December 10, 2019

System identification and automatic game playing

Most examples of Narrow Artificial Intelligence is about game playing. The domain is given in advance, and the AI software has to bring the model into the goal state. Typical examples are the TicTacToe game, the micromouse challenge or a line following robot. All these problems have in common, that the domain was defined precisely and the AI has to solve the game.

In case of the micromouse challenge the problem is provided by the maze, the robot hardware and the rule that the robot has to travel through the maze. What the engineers are doing is to solve this challenge. They are using pathplanner, motion planner and vision algorithm which will allow the robot to drive autonomously through the maze.

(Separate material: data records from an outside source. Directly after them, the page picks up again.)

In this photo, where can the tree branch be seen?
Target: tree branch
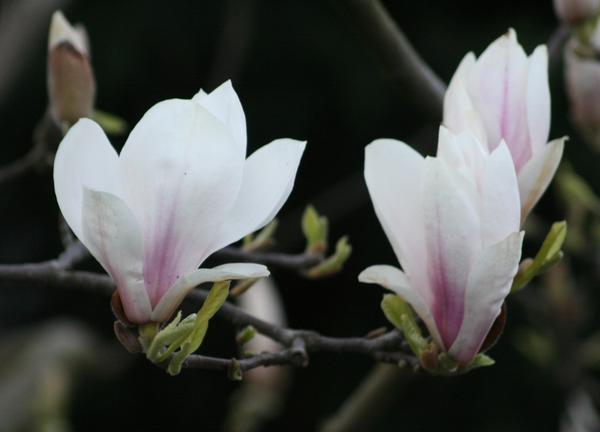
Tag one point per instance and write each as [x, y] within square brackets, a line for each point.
[401, 61]
[298, 344]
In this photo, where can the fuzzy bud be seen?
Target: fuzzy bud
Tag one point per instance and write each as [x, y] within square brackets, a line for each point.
[71, 84]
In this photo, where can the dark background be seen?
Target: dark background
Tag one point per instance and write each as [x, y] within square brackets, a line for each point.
[306, 72]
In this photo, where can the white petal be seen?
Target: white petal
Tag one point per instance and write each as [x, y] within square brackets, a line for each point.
[395, 280]
[224, 104]
[463, 151]
[84, 158]
[185, 284]
[393, 172]
[268, 179]
[453, 239]
[112, 235]
[498, 90]
[538, 99]
[182, 171]
[501, 205]
[536, 175]
[459, 111]
[489, 284]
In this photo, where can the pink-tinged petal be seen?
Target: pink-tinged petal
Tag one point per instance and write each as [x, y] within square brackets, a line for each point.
[489, 284]
[175, 295]
[394, 172]
[538, 99]
[501, 205]
[181, 170]
[459, 111]
[395, 280]
[84, 158]
[498, 89]
[452, 236]
[112, 235]
[463, 151]
[224, 104]
[536, 175]
[268, 179]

The surprising fact is, that all of these robots are useless for practical applications. It's not possible to utilize the micromouse robot for a different kind of task. This is a tragedy in case of very complex robots. The paradox situation is, that on the one hand the robotic system is highly developed but from a practical point of view, the robot can do nothing.

To overcome this bottleneck there is need to introduce a prestep before the robotic software is programmed. This prestep is called system identification. System identification tries to describe the domain. That means, the rules of the micromouse challenge are not given in advance, but the engineers has to describe first what the task for the robot is.

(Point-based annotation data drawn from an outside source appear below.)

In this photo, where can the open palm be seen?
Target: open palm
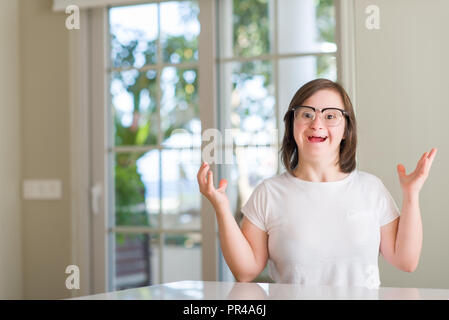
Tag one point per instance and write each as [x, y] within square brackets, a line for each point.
[413, 182]
[206, 183]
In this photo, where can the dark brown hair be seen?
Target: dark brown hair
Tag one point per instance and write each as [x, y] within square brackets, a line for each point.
[348, 145]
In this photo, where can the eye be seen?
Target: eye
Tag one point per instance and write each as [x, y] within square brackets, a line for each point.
[330, 115]
[307, 115]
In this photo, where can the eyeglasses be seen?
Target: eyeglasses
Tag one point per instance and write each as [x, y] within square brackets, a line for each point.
[331, 116]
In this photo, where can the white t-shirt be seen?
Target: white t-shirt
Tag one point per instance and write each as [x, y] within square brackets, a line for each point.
[322, 233]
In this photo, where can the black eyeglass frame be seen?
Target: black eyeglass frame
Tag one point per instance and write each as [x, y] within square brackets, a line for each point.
[344, 113]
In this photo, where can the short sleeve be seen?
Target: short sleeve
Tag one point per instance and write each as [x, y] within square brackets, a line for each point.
[389, 210]
[255, 208]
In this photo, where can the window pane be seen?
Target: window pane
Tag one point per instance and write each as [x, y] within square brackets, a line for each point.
[137, 189]
[179, 31]
[179, 105]
[134, 107]
[244, 27]
[134, 30]
[136, 260]
[182, 257]
[252, 101]
[306, 26]
[181, 198]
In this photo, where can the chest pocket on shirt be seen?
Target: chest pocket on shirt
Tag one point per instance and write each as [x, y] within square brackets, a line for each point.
[359, 225]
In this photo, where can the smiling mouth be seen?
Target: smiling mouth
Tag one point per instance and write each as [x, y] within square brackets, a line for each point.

Or let me give a more easier example. A normal AI project is about programming a software which can solve TicTacToe. The more elaborated AI project is, if it's unclear which kind of game should be played by the software. The rules are not provided in advance. This is the case for real robotic applications. Especially if the aim is to replace human work with robots. The problem is, that it's unclear what exactly a human worker is doing. He is trying to solve a problem, but the domain is not described in advance.

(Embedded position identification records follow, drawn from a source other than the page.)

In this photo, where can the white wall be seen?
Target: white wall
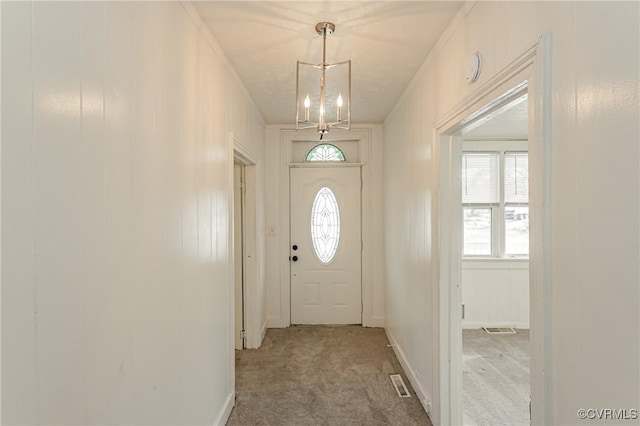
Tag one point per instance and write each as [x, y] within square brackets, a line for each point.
[277, 219]
[495, 293]
[594, 192]
[116, 299]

System identification is equal to a forward model which is equal to a simulation and this is equal to a physics engine. A physics engine is not the AI itself, but it's the environment in which an AI Controller gets activated. A physics engine is sometimes introduced in the Artificial Intelligence community as a reward structure, or inverse reinforcement learning. The idea is, that before a game can be solved there is need to figure out what the game is about. This prestep before a solver can bring the system into a goal step is more complicated to solve than normal AI tasks. In most AI domains there is no need for this step because it's trivial to do the model checking. A TicTacToe simulator provides the accurate simulation for the real tic tac toe game, all the rules are known in advance.

This kind of situation is missing for robotics application. The typical robot project works with a missing domain model. That means, it's unclear if the action of the robot produced a positive or a negative reward.

Model predictive control

The rules of TicTacToe are well known: two players have to place pieces on the board and the problem is which is the best move. But is this really the problem? No it's not because the optimal move can be determined by a game-tree-search. The more interesting question is what is the TicTacToe game about. If a player puts a piece on the board, he brings the game into a new state. The action has an effect and the amout of possible actions for the next player is smaller. The game engine formalizes the rules. It determines under which condition somebody has won and what allowed actions are.

The interesting problem in TicTacToe is not solving the game itself, but it's how to transfer the game rules into the game engine. If this topic is unanswered it's not possible to automate the game. In case of the TicTacToe game the game engine is trivial to program. In most cases it can be programmed with less than 100 lines of code. In other domains like micromouse, or robotic grasping domains the game rules are more complicated. In most projects, the AI programmer ignore the task for formalizing the game rules. They assume that programming an AI is equal to solve a domain.

An often cited example for model predictive control is steering of a vehicle. The project contains of two parts: system identification and solving the model. In the system identification task, it is defined what will happen if the car steers to the left. This allows to predict future game states. It's equal to invent a game. The game rules are about a car which is able to steer to the left and to the right. Solving this game is done in the second task called “solver”. Here is the question which action is needed to next to win the game. Solving a game makes only sense, if the game rules are available. That means, a random action can be send to the forward simulation and the model provides the What-if-feedback back to the controller.

It's important to know, that a forward model can be controlled by a human operator. A forward model means only that the game rules are formalized in a simulation and it's possible to play with this simulation. Playing means, that the human operator can try out different actions and observe the reaction of the system. Because of this reason, the system identification step is often ignored by the AI community. It has nothing to do with automatic game playing itself, but it's the prestep towards this goal.